• "The hackable, digital synth": cheap, build-your-own virtual analogue. Interesting.
  • "I've been working on a sketch wherein some data is downloaded from an HTTP server and is then processed on the Arduino (printed, as it happens, but I don't think that's important). In my original sketches, I was occasionally seeing transfers fail midway through." James is running into issues that might be relevant to me.
  • "The Shruthi-1 is a hybrid digital/analog monosynth. Its hardware design is deceptively simple, but the sonic range is wide: sometimes grungily digital like a PPG-Wave, fat and funky like a SH-101, videogame-y like a Commodore 64, weird and warm like an ESQ-1 ; but more often than not, truly original." Looks nice, not expensive at all.
  • "The Fretless Fader concept involves a cross fader which can move vertically as well as horizontally, allowing an extra parameter to be controlled simultaneously with the traditional fader movement – most notably, pitch. It’s probably best demonstrated in video…" Nice chat about productising this, but seriously, the first video is marvellous – it's "Drunk Trumpet" all over again…

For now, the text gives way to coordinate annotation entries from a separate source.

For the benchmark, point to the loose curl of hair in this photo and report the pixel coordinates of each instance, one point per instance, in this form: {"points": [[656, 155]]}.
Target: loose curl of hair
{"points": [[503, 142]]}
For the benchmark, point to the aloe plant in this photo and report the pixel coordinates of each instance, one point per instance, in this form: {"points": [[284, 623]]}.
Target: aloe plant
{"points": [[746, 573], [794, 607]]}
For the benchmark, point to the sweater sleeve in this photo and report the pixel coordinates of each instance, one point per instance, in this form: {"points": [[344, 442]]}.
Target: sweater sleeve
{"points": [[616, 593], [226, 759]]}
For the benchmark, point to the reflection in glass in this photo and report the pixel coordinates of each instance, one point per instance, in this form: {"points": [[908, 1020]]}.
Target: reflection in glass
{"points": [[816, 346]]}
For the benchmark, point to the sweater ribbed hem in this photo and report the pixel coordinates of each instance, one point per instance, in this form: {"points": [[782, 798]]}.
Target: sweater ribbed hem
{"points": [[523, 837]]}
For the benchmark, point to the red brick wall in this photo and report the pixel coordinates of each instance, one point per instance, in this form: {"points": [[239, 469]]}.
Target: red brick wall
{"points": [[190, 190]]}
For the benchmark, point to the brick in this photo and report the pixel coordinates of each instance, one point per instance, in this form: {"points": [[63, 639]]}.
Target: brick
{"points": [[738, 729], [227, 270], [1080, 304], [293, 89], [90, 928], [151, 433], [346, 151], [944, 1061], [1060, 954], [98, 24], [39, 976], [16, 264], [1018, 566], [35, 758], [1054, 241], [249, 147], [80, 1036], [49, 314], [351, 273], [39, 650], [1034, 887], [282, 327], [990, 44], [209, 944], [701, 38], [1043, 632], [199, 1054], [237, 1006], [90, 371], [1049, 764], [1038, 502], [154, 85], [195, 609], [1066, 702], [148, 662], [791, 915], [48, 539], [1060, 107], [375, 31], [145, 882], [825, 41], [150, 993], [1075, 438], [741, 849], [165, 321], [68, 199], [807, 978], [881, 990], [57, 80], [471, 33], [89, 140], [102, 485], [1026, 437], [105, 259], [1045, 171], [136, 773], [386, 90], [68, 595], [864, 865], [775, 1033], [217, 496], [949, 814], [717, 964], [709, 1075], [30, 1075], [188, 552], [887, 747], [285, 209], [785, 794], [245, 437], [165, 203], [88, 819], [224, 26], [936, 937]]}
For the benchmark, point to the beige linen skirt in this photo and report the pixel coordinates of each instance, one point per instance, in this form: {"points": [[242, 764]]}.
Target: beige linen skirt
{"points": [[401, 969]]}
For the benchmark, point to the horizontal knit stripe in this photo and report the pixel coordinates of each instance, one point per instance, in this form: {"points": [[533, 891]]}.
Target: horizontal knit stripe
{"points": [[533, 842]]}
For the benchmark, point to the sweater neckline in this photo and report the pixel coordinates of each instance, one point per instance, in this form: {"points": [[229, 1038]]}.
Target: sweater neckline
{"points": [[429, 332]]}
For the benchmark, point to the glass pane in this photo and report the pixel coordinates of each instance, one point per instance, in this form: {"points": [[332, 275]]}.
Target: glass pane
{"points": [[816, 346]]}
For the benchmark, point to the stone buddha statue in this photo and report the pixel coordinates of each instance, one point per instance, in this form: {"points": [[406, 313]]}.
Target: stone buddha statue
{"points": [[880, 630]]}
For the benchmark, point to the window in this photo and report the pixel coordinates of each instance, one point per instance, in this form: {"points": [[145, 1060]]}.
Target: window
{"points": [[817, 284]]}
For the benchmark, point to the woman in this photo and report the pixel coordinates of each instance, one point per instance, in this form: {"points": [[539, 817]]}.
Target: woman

  • "Here’s my notes for the talk Streaming Massive Environments from 0 to 200 MPH presented by Chris Tector from Turn 10 Studios. He’s listed as a Software Architect there, and obviously has a deep understanding of the streaming system they used on Forza 3. This talk was nice and deep technically, and touches all parts of the spectrum." Very technical. But: if you can grok what's going on (and this is about at the limits of my simple understanding – could barely start to recreate what's described), it's very interesting about the challenge of rendering beautiful, high detail environments at a solid 60fps, mainly by pre-preparing a lot, and maximising streaming performance both from disk and from memory.
  • "A computer mystery/romance set five minutes into the future of 1988." Looks jolly good.
  • Ben Heck made his own pinball table. And it's not some half-baked pinball table running off a connected PC, with off the shelf components; it's largely built from scratch, from the cabinet to the LED matrix (!). All running off a single microcontroller. He's a smart guy.
  • "Cheating is hacking for the masses. It is one of many opportunities to ‘soft programme’ our technologies and culture without heavy reliance on advanced knowledge. Cheating creates an opportunity to play with design, think about it, and tinker around. By effectively unbalancing a game, we can move behind the screen to consider games through their limits. If you put too many assets on screen with the Sonic debug mode, the system would freeze and crash. In this it taught young players an important truth about games; that they aren’t infinite systems, but rather careful gestures reliant on an economy of elements. Cheats of the kind seen in Sonic fostered a generation of gamers to be both critical and respectful of what games are. Knowing that the level is one configuration among many comes from a point of view only afforded through cheating." David Surman is writing more about games, and it is a good thing.